I was baking cookies with my sister and mom during our annual "Cookie Baking Weekend" on Friday when my sister checked her phone and announced there had been a school shooting. Ten dead. No, 20 dead. No, now possibly 30 dead. In Connecticut.

"What town?" I asked, thinking of the few folks I know in Connecticut.

When she said "Newtown," I froze. I address Christmas packages every year to Newtown, CT, sending gifts to my friend and her son, who is my godson. I'd been there, though it has been years. For a few hours, I searched frantically to find out if her children were OK. When I learned they were, I felt guilty for feeling relieved that at least the grief would not affect me as personally as it would for some.

It didn't help that I was far away from my own children, but I could not stop crying. Perhaps this is one of the curses of motherhood--you are forever connected to all other mothers throughout the world and throughout history, and cannot help but share in their pain and grief. President Obama referred to parents' universal fear in his words last night at a vigil in Newtown: "Someone once described the joy and anxiety of parenthood as the equivalent of having your heart outside of your body all the time, walking around. With their very first cry, this most precious, vital part of ourselves — our child — is suddenly exposed to the world, to possible mishap or malice."
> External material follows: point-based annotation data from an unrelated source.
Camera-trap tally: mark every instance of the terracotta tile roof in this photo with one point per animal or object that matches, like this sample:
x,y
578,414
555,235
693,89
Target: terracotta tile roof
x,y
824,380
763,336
What to do? Sign the petition to ban assault weapons? Join the chorus of voices calling for increased services for those with mental illness? Hug my kids a little tighter? Done, done and done.
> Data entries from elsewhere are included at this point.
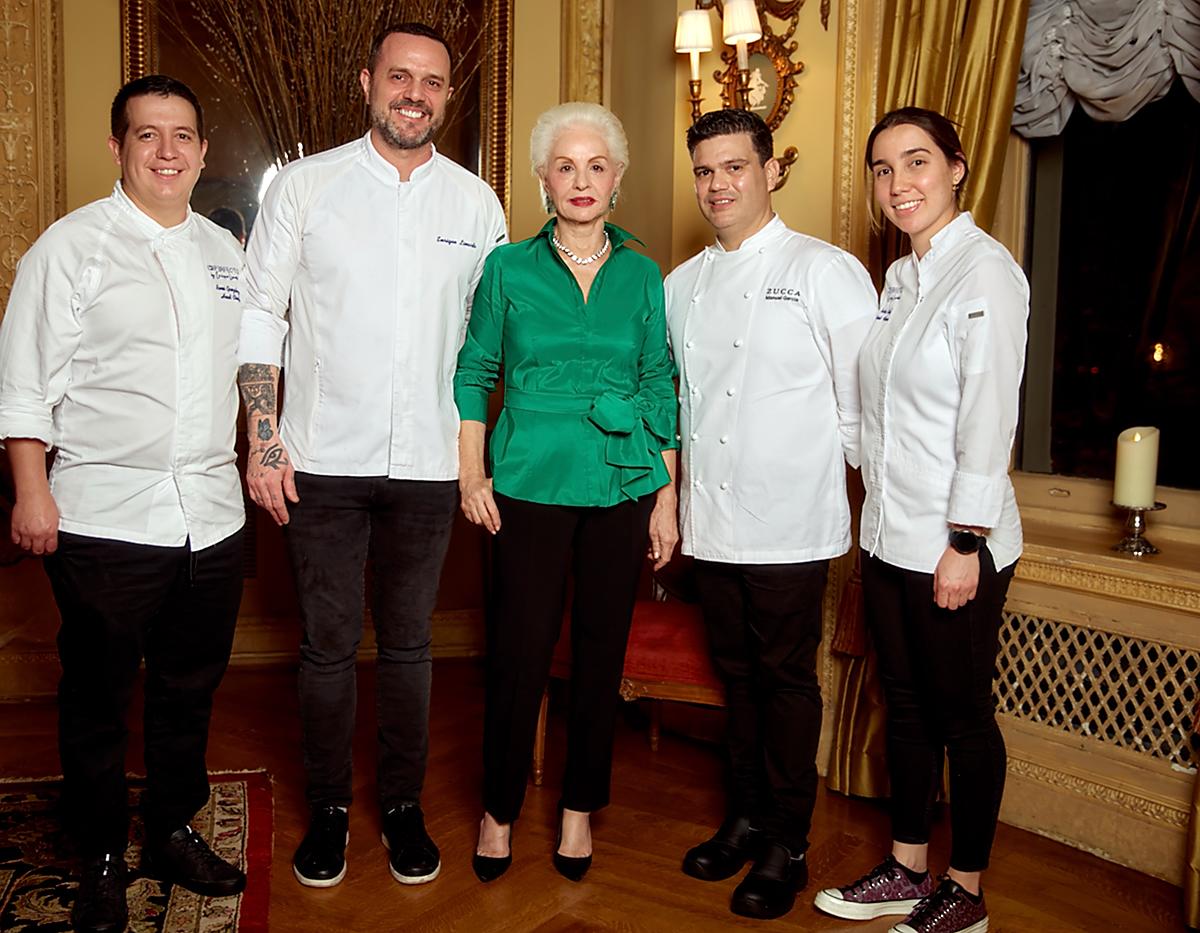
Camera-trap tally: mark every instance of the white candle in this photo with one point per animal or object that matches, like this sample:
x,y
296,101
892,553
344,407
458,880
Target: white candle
x,y
1137,468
But I’m having a hard time finding any spiritual solace yet. The president struck just the right tone of comfort and inspiration, as he quoted from 2 Corinthians and reminded us to “fix our eyes not on what is seen, but on what is unseen, since what is seen is temporary, but what is unseen is eternal.”

A friend and colleague Jane Redmont also made her best attempt to reflect on the tragedy, after throwing away the sermon she had written before Friday:

You know that saying, “Everything happens for a reason”? What a load of theological hogwash that is. As if we could know. On an emotional and spiritual and theological level, we don’t know. We need to sit, in Advent, in the night, in our not-knowing, the not-knowing in which faith is forged, the place where hope will be born—in this we trust—in the faint light of the rose and purple candles. But this will not happen fast or easily.

If there is one thing I have learned from my past experiences of grief, it’s that you cannot rush it. So today I am still sitting with my small portion of the pain that others are experiencing thousandsfold. I do believe God is with me, and with them.